My work has definitely gotten more sophisticated over the years. I used to write stories that seemed pompous and arrogant. The ideas weren’t anything special, filled with clichés and looking back, impossible to make yourself. It wasn’t until I started making films on an every day basis that I realized you didn’t have to be so complicated. Less is always more, and I was just starting to realize that in my mid-twenties. I floated my own ego after making several shorts that I didn’t know what making a feature would be like. I wanted to make a film I had written in my screenwriting class; however the idea wasn’t one hundred percent. In fact, it wasn’t even well thought out. I acted in it (against my better judgment) and by the time I would be on camera, I would crash. You could see that on camera. It wasn’t a smart idea for the performance aspect. Nobody ever saw any of the frames I was working on, but I managed to shoot the entire film. Later, I held a candlelight vigil and threw it all away. If only I knew then what I know now, right? That was a learning experience, and one that I’m still trying to perfect. It’s an idea I will revisit, with a whole different outlook on the story and design. This particular one needs time to heal, and I have other ideas I can be working on. In many ways, I realize now is the time to get things done and act on your dreams. Better now than later in older age, when you can’t do as much as you once thought.

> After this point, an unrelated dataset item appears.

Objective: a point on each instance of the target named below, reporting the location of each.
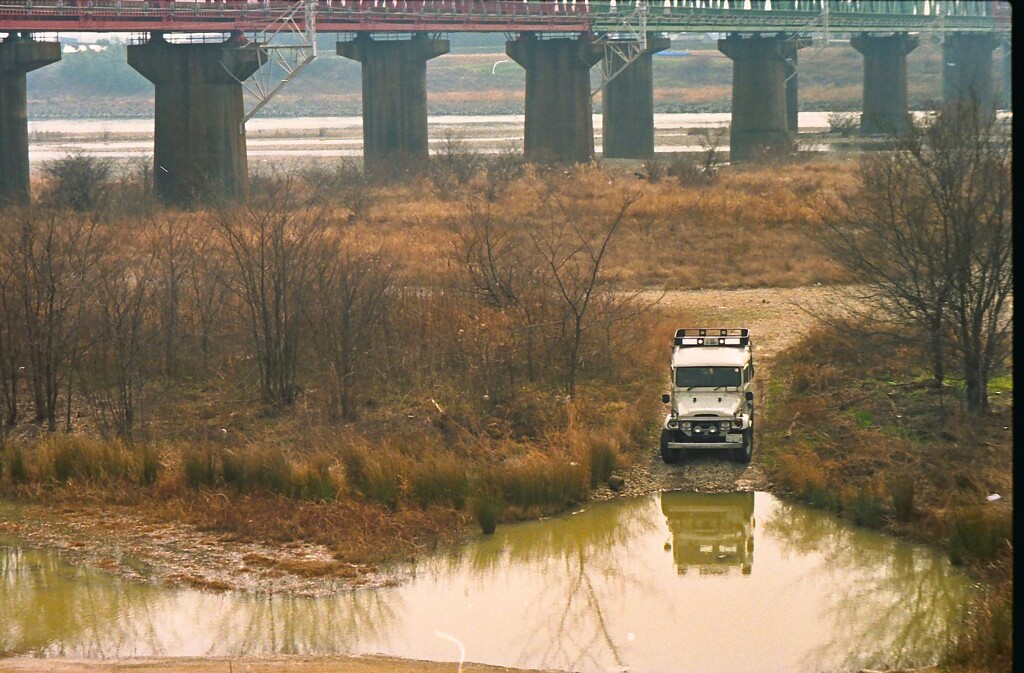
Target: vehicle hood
(690, 403)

What do you see on the horizon evolving as director?

If I look hard enough, I might be able to see my future career. Right now, it’s trying to produce one film at a time. At this rate, I should be okay.

How has the position of director changed over the years?

Over the years, my role as a Director/Cinematographer has become less hazy and more direct. I have learned how to have stronger communication, not only with actors but also myself. On set, everything becomes clear and the more direct I am with what I’m trying to achieve, the better for the actor’s performance. I’m still learning. I feel this occurs project to project. That’s the beauty of this craft: we can mold it to be however we desire. Filmmaking is all I have ever aspired to do in life, so I’m making the most of it. I’m discovering that there are no rules when it comes to filmmaking, film language and getting your idea out there. I used to think all my ideas were too surreal, now I’m realizing that they were too difficult to follow because there would be no real way to make that film. I would have to figure out what I can make, how I can achieve it and start filming. I didn’t discover this until my third or fourth year in Wilmington, NC and by that time, life got in the way. Navigating through life until you are mature enough to make those hard-boiled, down the line decisions that the studios pay for is the key to making the dream a reality. I’m still learning, but I have a long way to go until I become that A-list director. I hope I get there. Until then, all I can do is continue making films the way I have been and hopefully, with enough word of mouth networking, I can finally make the one script festering in my head after all this time.